Amazon SageMaker is a service to build, train, and deploy machine learning models. By integrating SageMaker with Dataiku DSS via the SageMaker Python SDK (Boto3), you can prepare data using Dataiku visual recipes and then access the machine learning algorithms offered by SageMaker’s optimized execution engine.
If not yet installed, be sure to install AWS Command Line Interface (CLI).
$ pip install awscli
Once installed, AWS CLI can be used to quickly configure your installation
$ aws configure AWS Access Key ID [None]: AKIAIOSFODNN7EXAMPLE AWS Secret Access Key [None]: wJalrXUtnFEMI/K7MDENG/bPxRfiCYEXAMPLEKEY Default region name [None]: us-west-2 Default output format [None]: json
Further details on Keys, regions, and output format can be found in the AWS CLI documentation.
See Code environments for more in-depth information on Code Environments in Dataiku DSS. SageMaker’s Python SDK can be installed as a Python environment within a Dataiku DSS instance.
Within your instance go to Administration > Code Envs > New Python Env.
The new environment should be deployed as Managed by DSS. SageMaker’s SDK is compatible with Python 2.7 and Python 3.6. Installation of Mandatory Packages and Jupyter support should remain checked.
Once the environment has been created, more specific package requirements can be installed via pip by simply adding the name of the package to the list of requested packages. Clicking Save and Update will trigger the installation of the requested package as well as any dependencies required for SageMaker.

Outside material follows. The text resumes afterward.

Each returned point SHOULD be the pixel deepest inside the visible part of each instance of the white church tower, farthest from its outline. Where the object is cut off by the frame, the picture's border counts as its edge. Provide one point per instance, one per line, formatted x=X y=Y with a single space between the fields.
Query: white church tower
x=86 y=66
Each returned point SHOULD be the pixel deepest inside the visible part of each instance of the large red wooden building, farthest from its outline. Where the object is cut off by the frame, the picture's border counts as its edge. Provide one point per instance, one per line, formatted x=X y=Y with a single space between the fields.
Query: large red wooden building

Finally, after the package(s) has been installed in the code environment successfully, the created code environment can be used for specific recipes, or as the default code environment for an entire project. See the following instructions on how to select a code environment for more details.
The initial data and training data for models created using SageMaker must be contained in an S3 bucket. Dataiku DSS already has the ability to connect to Amazon S3, import a dataset from an S3 bucket, and write back to S3. When creating recipes within the Flow, be sure to select aws in the Store into field. Settings within the recipe can be changed to specify the bucket and path to store the data when writing back to S3.
Role information, paths, and imports will need to be included in the Jupyter Notebook. To retrieve the role, normally you can use
get_execution_role() which will return the IAM role name that was passed in as part of the notebook creation from inside a SageMaker notebook. Outside of these notebooks, that function will not work and the IAM role name (found in your AWS Security Credentials page) will need to be directly passed in via copy and paste. Once proper credentials and paths are set, training and deploying a model should be exactly the same when working in Dataiku DSS as it would be in a SageMaker Notebook Instance.
Once the role, bucket, and prefix variables are set, training a model is very straightforward in a Dataiku DSS-hosted Jupyter notebook. A custom algorithm can be created and used on SageMaker or one of the 12 built in algorithms from SageMaker can be used. Instructions on how to train a model in a Jupyter notebook can be found in the AWS documentation. The instructions for the Python SDK should be referenced.
Deployment of an already trained SageMaker model can be done from within Dataiku DSS using a batch transform deployment. This deployment can happen in the same Jupyter notebook in which training of the model was done or in a new python recipe. A batch transform can be done almost exactly the same as it is done in a SageMaker hosted Jupyter Notebook instance. The output of the transform job, once completed successfully, will be the results of the model’s performance on a test dataset.
Code errors or failures will be reported in the notebook like normal but if the errors are unclear, more specific information can be found by logging onto your AWS Management Console > Amazon SageMaker. From there you can select the type of job that failed (e.g. Training, Batch Transform, etc.) and then selecting the specific failed jobs. Similarly, successful jobs can be viewed for performance information, ARN details, and more from the Management Console. If jobs run in Dataiku DSS are not showing up on your Management Console, this is an indicator that the connection has not been set up correctly.